Black Lives Matter

Hello all,

When Ned sent out the call for contributions to class notes, it occurred to me that there’s a lot more to talk about this time around beyond simply catching up with personal news, which I’m always glad to read. I suggested to Ned that most of us could write pages and pages about the horrors of racial injustice that have come back to haunt us all, but he and I agreed that that’s way beyond what could be jammed into class notes. So I said to him that I thought we should exchange our varying takes about what the recent events and the public responses to them mean to us, and what we perceive that this country can do, finally, to stamp out this blight, and perhaps what Nobles can do to participate meaningfully beyond simply stating what it stands for and against. Here’s a step in that direction.

It’s beyond shocking that we’ve waited so long to really face, thanks only to a video camera or two that happened to have been present when one life after another was casually snuffed out, how hard it is for a black person to live and thrive, the same way we privileged white people do, when simply driving while black, or walking while black, or breathing while black in the wrong place at the wrong time, risks one’s life, and when living in the polluted part of town, with inadequate access to health care and a decent education means perpetually facing drastically lower income and life expectancy than most of us enjoy. If we’re honest we have to acknowledge that it’s impossible to feel on a deep level how hard the daily struggle a black person faces. (Jimmy Kimmel gave a very provocative monologue about that recently.)

Most of us have recognized the inequities and have expressed horror and sympathy when other examples of brutality and deprivation of basic needs have surfaced in the news, and then, when the news cycle turned elsewhere, frankly lost focus and turned our own attention elsewhere. Perhaps the current administration’s quintessentially cynical, defensive response to the recent protests is a good thing if it makes us all angry enough and embarrassed enough by our country’s failure to live up to its highest principles to actually pay attention and do something constructive.

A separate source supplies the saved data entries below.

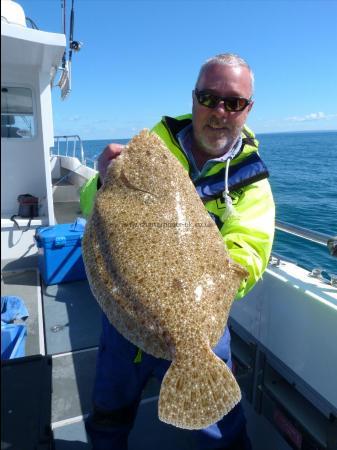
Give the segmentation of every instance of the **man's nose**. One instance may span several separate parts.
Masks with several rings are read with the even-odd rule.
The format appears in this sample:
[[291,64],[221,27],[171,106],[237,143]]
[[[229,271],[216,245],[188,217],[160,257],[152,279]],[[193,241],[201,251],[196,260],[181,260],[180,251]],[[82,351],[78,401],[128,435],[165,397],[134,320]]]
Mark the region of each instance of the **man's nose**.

So I would like to hear what you all think about what can actually be done during the next year, both through personal efforts you may be planning and by Nobles, to finally set the ship of state permanently on the right course with regard to racial justice. I’ve read about dozens of ideas but confess to indecision about where to put the energy. Certainly voting rights efforts have to be way high on the list, but I haven’t yet found a good venue to dig in and contribute with in person lobbying and legal efforts, other than to send dollars to Common Cause and other voting rights groups.

As for what Nobles can do, I’d like to learn a lot about what the school has accomplished to increase minority enrollment and financial support so far, and how it plans to respond to this crisis and boost its efforts in the future.

Where does it stand in relation to other ISL schools around Boston? Plucking a few deserving students from minority communities and giving them the platform to succeed is certainly a good thing, and of course is many light years away beyond where the school was when we attended.

But how does that effort jibe with the acute need to radically boost the resources that all Boston public schools need in order to raise all the boats?

Would doubling or tripling the amount of scholarships available, while cutting back on one or more optional offerings, make a difference?

And as long as we’re on the topic, what’s the role of private education for the few in the future, when it’s so easy now for cynical bloggers to flood the internet with pure , unadulterated crap and manipulate a vast number of voters who never received enough education to think critically and distill facts from fiction?

Enough of this rant for now, but I do hope we can talk back and forth and learn from the conversation.